The Conclusions of the Investigation included the following:
- the absence of adequate go around decision training had contributed to both the Captain's and the First Officer's failure to call for a go-around.
- the recorded increase in pitch attitude in the flare occurred at almost twice the height recommended in the FCTM and contributed to the aircraft floating above the runway.
- the delay in reducing the thrust to idle in the flare also contributed to the aircraft floating above the runway.
- given the known wet runway conditions and aircraft manufacturer and operator guidance concerning "immediate" manual deployment of the speed brakes upon landing, the Captain's manual deployment of the speed brakes was not timely and contributed to the overrun.
- an unannounced input to the controls by the Captain as the end of the runway approached represented a breakdown of crew resource management.
- the Captain's failure to call for a go-around demonstrated his lack of command authority.
The Probable Cause of the investigated event was determined as "the First Officer's failure to attain the proper touchdown point and the flight crew's failure to call for a go-around, which resulted in the airplane landing more than halfway down the runway”.
Four Contributory Factors were also identified:
- The First Officer's initiation of the landing flare at a relatively high altitude and his delay in reducing the throttles to idle.
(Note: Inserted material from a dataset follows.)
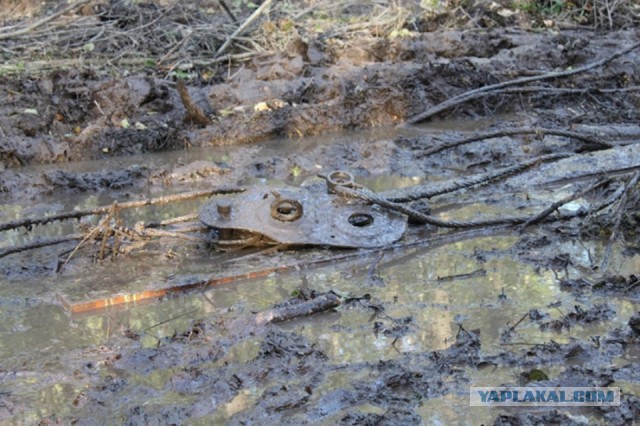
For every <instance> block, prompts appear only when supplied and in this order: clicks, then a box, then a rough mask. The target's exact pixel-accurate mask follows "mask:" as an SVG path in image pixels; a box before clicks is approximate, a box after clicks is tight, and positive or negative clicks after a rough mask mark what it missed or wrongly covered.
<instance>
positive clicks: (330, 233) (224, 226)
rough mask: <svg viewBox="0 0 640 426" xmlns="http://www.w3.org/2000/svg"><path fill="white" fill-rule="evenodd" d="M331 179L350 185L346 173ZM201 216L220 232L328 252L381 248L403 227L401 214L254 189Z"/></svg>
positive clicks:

- The Captain's delay in manually deploying the speed brakes after touchdown.
- The Captain's lack of command authority.
- A lack of robust training provided by the Operator to support the flight crew's decision-making concerning when to call for a go-around.
Safety Action taken by Eastern Airlines whilst the Investigation was in progress was noted to have included the enhancement of pilot go-around training by the addition of scenarios requiring them to decide to conduct a go around rather than just doing so when instructed to by ATC. Scenarios in which go-arounds are initiated from idle thrust and rejected landings commenced after touchdown with the automatic speed brake inoperative were also stated to have been added. A training module emphasising that if a touchdown is predicted to be outside of the TDZ, a go around should be flown had been added with the declared intent to make this mandatory.
The Final Report of the Investigation was adopted by the NTSB on 18 September 2017 and published on 21 September. No Safety Recommendations were made.